One metal of enormous environmental significance and with great potential to be remediated through apatite sequestration is As. However, there are a limited number of studies focused on coprecipitation of As in apatite and the properties of solid solutions involving this metal. Furthermore, Pb and As often occur together in the environment due to natural processes (e.g. weathering of ore deposits) and human activities (e.g. smelting), and even less work on the simultaneous coprecipitation of Pb and As in apatite exists, despite the fact that natural Pb-As apatites occur (mimetite, clinomimetite).

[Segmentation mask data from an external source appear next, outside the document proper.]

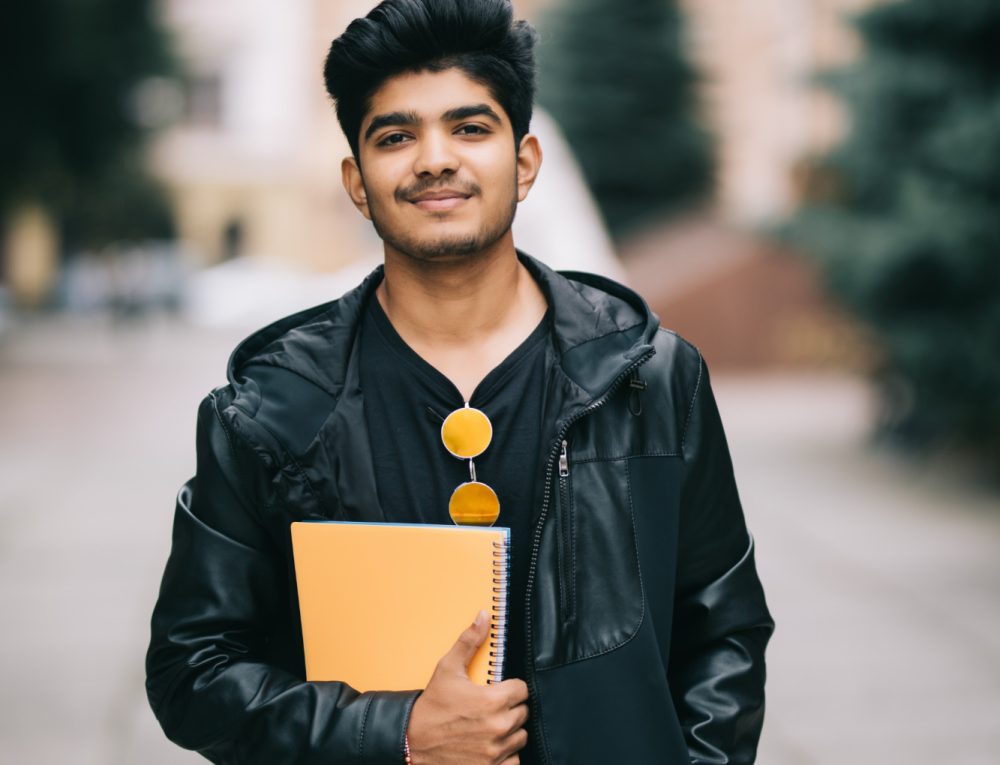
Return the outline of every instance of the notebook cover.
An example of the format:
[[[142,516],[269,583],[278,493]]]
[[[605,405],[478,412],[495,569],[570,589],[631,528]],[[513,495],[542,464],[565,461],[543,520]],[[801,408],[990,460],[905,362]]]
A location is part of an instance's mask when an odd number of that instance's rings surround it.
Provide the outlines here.
[[[296,522],[291,533],[307,680],[425,688],[480,610],[491,617],[490,637],[469,677],[500,679],[509,529]]]

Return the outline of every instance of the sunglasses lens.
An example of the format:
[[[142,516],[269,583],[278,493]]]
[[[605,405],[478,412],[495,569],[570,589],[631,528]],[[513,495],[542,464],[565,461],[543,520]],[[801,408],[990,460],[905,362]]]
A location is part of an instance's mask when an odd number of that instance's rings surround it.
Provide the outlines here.
[[[444,448],[464,460],[478,457],[493,439],[489,418],[472,407],[456,409],[441,425]]]
[[[451,519],[459,526],[492,526],[500,515],[500,500],[485,483],[463,483],[448,503]]]

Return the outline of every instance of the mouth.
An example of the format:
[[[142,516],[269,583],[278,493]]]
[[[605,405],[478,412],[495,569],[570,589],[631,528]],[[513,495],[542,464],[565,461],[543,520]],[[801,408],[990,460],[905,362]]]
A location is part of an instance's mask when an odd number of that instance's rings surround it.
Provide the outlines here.
[[[410,197],[409,201],[427,212],[445,212],[463,205],[472,195],[452,189],[426,191]]]

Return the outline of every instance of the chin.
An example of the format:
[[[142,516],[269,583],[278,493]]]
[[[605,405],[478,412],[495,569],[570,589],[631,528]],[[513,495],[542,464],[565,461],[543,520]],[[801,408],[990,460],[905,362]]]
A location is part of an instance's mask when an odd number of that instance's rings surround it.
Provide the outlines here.
[[[380,218],[373,217],[372,223],[382,241],[398,252],[415,260],[447,262],[470,258],[493,247],[510,231],[515,210],[516,203],[508,215],[492,222],[438,220],[430,225],[422,221],[409,227],[382,226]]]
[[[454,236],[430,241],[412,242],[402,252],[419,260],[450,260],[467,258],[485,249],[476,236]]]
[[[506,233],[462,228],[465,230],[450,232],[441,231],[439,228],[434,234],[414,236],[411,232],[404,234],[399,231],[386,231],[377,225],[375,227],[382,241],[394,250],[415,260],[439,262],[472,257],[492,247]]]

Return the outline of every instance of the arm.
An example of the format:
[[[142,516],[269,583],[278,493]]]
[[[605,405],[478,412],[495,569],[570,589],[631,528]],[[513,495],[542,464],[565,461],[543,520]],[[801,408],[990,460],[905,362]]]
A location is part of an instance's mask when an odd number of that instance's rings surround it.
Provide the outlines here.
[[[693,765],[749,765],[764,721],[764,649],[774,622],[700,358],[683,455],[674,705]]]
[[[284,556],[256,515],[265,475],[209,396],[198,415],[197,474],[178,496],[153,612],[153,711],[171,740],[213,762],[399,765],[416,692],[359,694],[267,660],[270,625],[296,616]]]

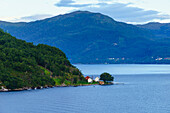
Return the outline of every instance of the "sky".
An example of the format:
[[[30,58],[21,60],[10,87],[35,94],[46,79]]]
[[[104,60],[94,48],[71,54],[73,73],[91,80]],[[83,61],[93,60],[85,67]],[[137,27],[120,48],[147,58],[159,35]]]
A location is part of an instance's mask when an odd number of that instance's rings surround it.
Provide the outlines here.
[[[82,10],[131,24],[170,23],[169,6],[169,0],[0,0],[0,20],[30,22]]]

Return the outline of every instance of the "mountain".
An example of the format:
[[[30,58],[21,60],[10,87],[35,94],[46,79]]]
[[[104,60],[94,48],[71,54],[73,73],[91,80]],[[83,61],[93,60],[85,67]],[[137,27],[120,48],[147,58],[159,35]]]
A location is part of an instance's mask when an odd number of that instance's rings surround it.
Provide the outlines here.
[[[170,56],[168,44],[153,40],[148,29],[88,11],[29,23],[1,21],[0,28],[19,39],[60,48],[71,63],[159,63],[156,58]]]
[[[158,39],[170,38],[170,23],[151,22],[144,25],[137,25],[152,32]]]
[[[58,48],[37,46],[0,30],[0,89],[54,86],[84,80]]]

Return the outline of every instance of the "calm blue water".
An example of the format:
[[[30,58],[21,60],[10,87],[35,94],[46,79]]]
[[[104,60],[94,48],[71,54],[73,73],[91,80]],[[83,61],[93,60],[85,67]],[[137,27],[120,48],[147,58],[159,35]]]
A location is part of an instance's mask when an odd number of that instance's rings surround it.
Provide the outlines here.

This proposal focuses on I) synthesis and elucidation of the chemical and physical properties of apatite group minerals in the Ca-Pb-PO4-AsO4-OH-Cl system for evaluation of their application to simultaneous As and Pb remediation and II) testing the application of Ca-PO4 solutions for sequestration of As, and combined As and Pb, through apatite precipitation in contaminated sediments. PI will investigate the extent of possible solid solutions, the kinetics of crystallization reactions, the possible pathways of formation, the structure and crystal chemistry, and the thermodynamics of synthesis reaction products. He will conduct a site-specific case study at a former smelting facility with known As and Pb contamination of local sediments. Engineered contaminated sediments will also be investigated to help elucidate reactions taking place in the natural samples. The results of this study will greatly increase our knowledge of the fundamental mineralogy of some of the least understood apatite group minerals with wide geologic implications, for example the study of ore deposit petrogenesis, and the general geochemical cycling of As and Pb. Furthermore, the results may lead to the effective application of these minerals to environmental remediation.
The broader impacts of this proposal are many. The work has broad environmental implications (heavy-metal sequestration and stabilization) that are of immense importance to society. It may also lead to a more cost effective remediation technology for As and Pb. The proposed research will include the participation and education of undergraduate and graduate students. Outreach and education of the general public, specifically targeting the amateur scientist and mineral enthusiast communities, will be facilitated through talks at museums and amateur societies, and publications in journals for a diverse non-professional audience.